Bisnis.com, JAKARTA — Ribuan netizen menandatangani surat protes menolak Permenkominfo No. 10/2021 atau aturan yang bisa menyebabkan pemblokiran berbagai platform digital seperti Google dan Twitter.
Surat protes tersebut diinisiasi oleh SAFEnet (Southeast Asia Freedom of Expression Network). Setelah satu hari dibuka, surat sudah ditandatangani oleh 5.007 netizen, berdasarkan pantauan di situs SAFEnet, perhari ini, Senin (18/7/2022) pukul 10.00 WIB.
“Saya, salah satu netizen di Indonesia, menyatakan sikap tegas untuk menolak penerapan Permenkominfo No. 10 tahun 2021 tentang perubahan atas Permenkominfo No. 5 Tahun 2020 tentang Penyelenggaraan Sistem Elektronik Lingkup Privat,” tulis pembukaan surat.
Surat tersebut ditujukan kepada Presiden Joko Widodo (Jokowi). Mereka ingin Jokowi memberi teguran kepada Menkominfo Johnny Plate yang dinilai tidak mengindahkan protes publik.
Sebelumnya, Koalisi Advokasi Permenkominfo 5/2020 sudah menyatakan penolakanterhadap aturan tersebut. Menurut mereka, banyak pasal dalam Permenkominfo No. 10/2021 yang berpotensi menyebabkan pelanggaran HAM, terutama hak atas kebebasan berekspresi.
Pertama, pasal 9 ayat (3) dan (4) yang mengharuskan platform digital seperti Google tidak mencantum informasi-informasi yang sifatnya “dilarang”, maupun memfasilitasi pertukaran data-data yang sifatnya “dilarang”.
Baca Juga
Data yang bersifat “dilarang” merupakan data yang digolongkan melanggar ketentuan peraturan perundang-undangan, meresahkan masyarakat dan mengganggu ketertiban umum.

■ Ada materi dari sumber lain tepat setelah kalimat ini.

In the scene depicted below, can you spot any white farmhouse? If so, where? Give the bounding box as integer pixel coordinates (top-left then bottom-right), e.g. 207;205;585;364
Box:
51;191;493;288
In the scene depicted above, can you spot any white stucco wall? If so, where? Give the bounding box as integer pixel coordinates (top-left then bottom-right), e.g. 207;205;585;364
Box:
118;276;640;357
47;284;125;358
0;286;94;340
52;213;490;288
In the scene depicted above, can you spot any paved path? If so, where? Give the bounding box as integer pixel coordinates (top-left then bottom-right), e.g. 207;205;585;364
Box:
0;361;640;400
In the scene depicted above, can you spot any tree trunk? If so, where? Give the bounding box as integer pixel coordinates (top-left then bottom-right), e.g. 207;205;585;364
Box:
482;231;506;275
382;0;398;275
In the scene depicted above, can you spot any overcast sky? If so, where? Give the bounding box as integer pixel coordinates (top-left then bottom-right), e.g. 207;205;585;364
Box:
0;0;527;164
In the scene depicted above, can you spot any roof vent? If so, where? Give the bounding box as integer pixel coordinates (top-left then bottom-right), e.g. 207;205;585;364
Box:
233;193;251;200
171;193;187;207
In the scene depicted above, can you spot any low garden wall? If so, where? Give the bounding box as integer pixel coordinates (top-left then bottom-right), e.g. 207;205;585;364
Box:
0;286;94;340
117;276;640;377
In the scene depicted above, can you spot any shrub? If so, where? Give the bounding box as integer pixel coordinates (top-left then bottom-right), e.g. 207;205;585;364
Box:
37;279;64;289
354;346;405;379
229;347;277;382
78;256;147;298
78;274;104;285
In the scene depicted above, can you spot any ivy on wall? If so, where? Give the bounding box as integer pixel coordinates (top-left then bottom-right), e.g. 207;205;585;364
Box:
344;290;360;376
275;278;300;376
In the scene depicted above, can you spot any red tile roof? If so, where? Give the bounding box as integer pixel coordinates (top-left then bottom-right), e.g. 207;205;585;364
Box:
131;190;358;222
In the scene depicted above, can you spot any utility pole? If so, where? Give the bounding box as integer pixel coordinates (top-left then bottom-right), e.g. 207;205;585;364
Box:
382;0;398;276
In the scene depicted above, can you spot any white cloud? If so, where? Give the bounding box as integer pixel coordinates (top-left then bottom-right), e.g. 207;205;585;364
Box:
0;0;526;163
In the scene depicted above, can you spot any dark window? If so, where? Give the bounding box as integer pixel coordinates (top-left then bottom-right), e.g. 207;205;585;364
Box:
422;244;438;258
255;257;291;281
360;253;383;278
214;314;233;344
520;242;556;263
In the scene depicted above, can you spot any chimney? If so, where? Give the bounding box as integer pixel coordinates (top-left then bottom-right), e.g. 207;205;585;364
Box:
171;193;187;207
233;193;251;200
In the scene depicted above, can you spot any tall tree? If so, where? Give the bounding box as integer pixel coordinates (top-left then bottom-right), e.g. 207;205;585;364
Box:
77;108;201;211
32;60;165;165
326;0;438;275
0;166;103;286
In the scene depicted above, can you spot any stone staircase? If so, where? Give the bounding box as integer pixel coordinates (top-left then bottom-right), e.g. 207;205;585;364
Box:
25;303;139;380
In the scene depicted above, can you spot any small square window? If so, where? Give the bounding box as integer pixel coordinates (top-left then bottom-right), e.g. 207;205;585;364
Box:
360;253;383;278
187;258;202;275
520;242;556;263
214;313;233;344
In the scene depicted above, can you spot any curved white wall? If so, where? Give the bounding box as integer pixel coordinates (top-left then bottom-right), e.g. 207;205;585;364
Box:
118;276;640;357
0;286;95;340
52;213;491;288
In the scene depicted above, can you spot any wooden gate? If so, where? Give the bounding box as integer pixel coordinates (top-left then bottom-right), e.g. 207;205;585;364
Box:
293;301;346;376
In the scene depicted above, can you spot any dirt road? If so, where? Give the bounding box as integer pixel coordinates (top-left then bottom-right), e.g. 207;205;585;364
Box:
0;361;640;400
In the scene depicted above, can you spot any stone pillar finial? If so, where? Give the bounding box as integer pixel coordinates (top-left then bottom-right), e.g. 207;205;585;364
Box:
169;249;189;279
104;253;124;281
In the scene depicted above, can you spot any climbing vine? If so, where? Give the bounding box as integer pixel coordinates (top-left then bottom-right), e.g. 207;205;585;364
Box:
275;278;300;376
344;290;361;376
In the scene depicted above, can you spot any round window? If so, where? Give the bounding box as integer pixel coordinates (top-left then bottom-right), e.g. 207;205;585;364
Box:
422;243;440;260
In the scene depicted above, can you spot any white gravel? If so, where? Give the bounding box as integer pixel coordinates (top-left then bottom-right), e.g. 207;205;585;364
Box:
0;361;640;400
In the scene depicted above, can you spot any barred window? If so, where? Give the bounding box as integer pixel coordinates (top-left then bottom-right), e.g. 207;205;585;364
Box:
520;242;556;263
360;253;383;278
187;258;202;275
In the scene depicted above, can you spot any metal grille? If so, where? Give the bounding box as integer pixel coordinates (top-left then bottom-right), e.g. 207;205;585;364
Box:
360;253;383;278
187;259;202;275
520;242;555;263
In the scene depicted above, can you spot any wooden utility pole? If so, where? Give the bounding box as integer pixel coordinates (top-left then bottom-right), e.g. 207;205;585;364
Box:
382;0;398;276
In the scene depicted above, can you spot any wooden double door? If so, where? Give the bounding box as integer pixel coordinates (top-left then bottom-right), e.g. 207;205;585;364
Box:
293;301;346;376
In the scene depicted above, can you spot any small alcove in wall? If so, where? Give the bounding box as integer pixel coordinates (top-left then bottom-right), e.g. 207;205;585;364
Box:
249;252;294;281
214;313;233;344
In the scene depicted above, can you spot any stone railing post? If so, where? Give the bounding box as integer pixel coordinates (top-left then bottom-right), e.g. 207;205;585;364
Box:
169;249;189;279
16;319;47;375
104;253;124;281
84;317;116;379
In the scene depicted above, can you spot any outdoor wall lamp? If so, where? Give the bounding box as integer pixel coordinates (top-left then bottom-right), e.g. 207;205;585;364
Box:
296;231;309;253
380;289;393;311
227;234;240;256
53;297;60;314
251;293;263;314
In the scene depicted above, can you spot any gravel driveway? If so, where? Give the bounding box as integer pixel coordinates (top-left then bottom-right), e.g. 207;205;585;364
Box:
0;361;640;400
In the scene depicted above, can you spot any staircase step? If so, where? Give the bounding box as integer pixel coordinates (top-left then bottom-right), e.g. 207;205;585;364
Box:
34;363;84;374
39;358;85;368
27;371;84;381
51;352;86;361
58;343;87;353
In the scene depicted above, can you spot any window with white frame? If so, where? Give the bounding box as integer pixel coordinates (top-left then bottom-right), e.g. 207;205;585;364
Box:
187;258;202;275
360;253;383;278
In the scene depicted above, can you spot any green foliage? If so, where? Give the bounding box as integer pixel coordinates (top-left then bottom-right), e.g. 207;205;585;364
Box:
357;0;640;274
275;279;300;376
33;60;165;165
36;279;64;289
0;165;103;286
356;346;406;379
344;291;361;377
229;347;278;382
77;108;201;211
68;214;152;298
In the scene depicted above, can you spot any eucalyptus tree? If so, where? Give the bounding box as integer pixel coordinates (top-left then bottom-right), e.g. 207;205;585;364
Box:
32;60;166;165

“Kami berpendapat bahwa pendefinisian ‘meresahkan masyarakat’ dan ‘mengganggu ketertiban umum’ sangat luas sehingga dapat menimbulkan interpretasi ganda yang dapat digunakan oleh aparatur keamanan negara untuk mematikan kritik yang disampaikan secara damai yang ditujukan terhadap pihak berwenang,” jelas Koalisi.
Kedua, pasal 14 yang memberikan kewenangan bagi Kementerian atau Lembaga, Aparat Penegak Hukum; dan/atau lembaga peradilan untuk melakukan pemutusan akses terkait informasi elektronik dan/atau dokumen elektronik yang dilarang. Ayat (3) pasal tersebut juga menyatakan bahwa pemutusan akses dapat dilakukan dengan “mendesak” apabila terkait dengan terorisme, pornografi anak, serta konten yang meresahkan masyarakat dan mengganggu ketertiban umum.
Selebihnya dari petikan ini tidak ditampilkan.